Na trama, Téo Pereira acaba expondo o personagem Cláudio Bolgari (José Mayer), que é casado com Beatriz (Suzy Rêgo), mas é apaixonado pelo amante, Leonardo (Klebber Toledo). Betti diz que a perseguição se deve a uma paixão reprimida.
"Ele queria que eles fossem casados, namorados, que estivessem juntos", afirma. "Provavelmente, Téo teve uma paixão quando era mais jovem, mas Claudio não correspondeu e foi para outra vida." Nos próximos capítulos de "Império", o jornalista teme uma retaliação de José Alfredo (Alexandre Nero) após divulgar resultado de DNA de Cristina (Leandra Leal).
Paulo Betti comemora que "nunca tive nenhum Téo Pereira na minha cola não, graças a Deus." "Nunca tive um repórter que me perseguiu", comemora. "Tive entrevistas que eu dei e saiu uma coisa diferente, mas isso é normal, porque às vezes a gente nem sabe direito o que falou (risos)."
No ar também com um personagem completamente diferente, o Jonas de "A Vida da Gente", na faixa das 18h, ele afirma que teve menos preocupações na construção do personagem. "Era uma novela mais naturalista.

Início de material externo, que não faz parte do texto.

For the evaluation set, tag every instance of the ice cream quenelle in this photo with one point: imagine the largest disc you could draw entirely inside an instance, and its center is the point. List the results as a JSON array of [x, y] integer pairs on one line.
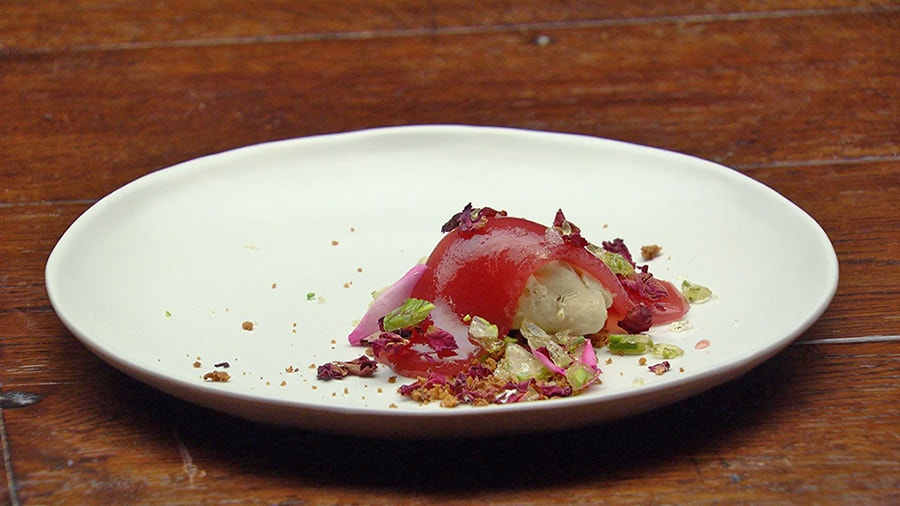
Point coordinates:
[[504, 309]]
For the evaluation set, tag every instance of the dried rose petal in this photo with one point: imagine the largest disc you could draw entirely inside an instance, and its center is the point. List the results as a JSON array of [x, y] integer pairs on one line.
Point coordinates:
[[470, 218], [638, 319], [659, 368], [362, 366], [568, 230]]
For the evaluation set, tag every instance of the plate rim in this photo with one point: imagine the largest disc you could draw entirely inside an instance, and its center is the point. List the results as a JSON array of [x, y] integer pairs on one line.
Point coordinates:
[[404, 422]]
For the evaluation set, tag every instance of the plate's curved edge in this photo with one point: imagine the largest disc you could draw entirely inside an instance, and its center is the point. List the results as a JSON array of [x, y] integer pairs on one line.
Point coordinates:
[[403, 419]]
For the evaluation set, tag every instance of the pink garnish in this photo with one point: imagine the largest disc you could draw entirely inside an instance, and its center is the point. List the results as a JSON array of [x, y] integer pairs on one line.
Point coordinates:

Sou sempre muito crítico quando estou fazendo, procuro não ver muito, se possível", diz.
"Se você vê, fica meio querendo corrigir alguma coisa de fora. É melhor que o personagem saia espontaneamente. Tenho sido bastante condescendente comigo, acho que fiz bem os dois papéis", alegra-se. "Quando eu vejo eu gosto, está direitinho. Normalmente, fico prestando atenção se não estou torto (risos)."
Ao contrário de alguns colegas, Betti não se furta de falar sobre preferências políticas. Recentemente, ele participou no Rio de Janeiro do ato que pedia o impeachment do presidente Jair Bolsonaro (sem partido). "Não quero carreira política nem cargo, mas gosto de exercer essa coisa da militância", afirma. "Eu não consigo viver sem militar. Adoraria ficar neutro, ser isentão, mas eu não consigo."
O ator, porém, diz que não cobra ninguém de ter a mesma postura que a dele. "Faço de acordo com a minha consciência", conta. "Os riscos que eu posso correr são de minha responsabilidade. Cada pessoa sabe da sua personalidade, das suas idiossincrasias. Cada um tem a sua responsabilidade, não sou nem gostaria de ser aquele que fica cobrando. Cada um tem seu tempo e sua hora."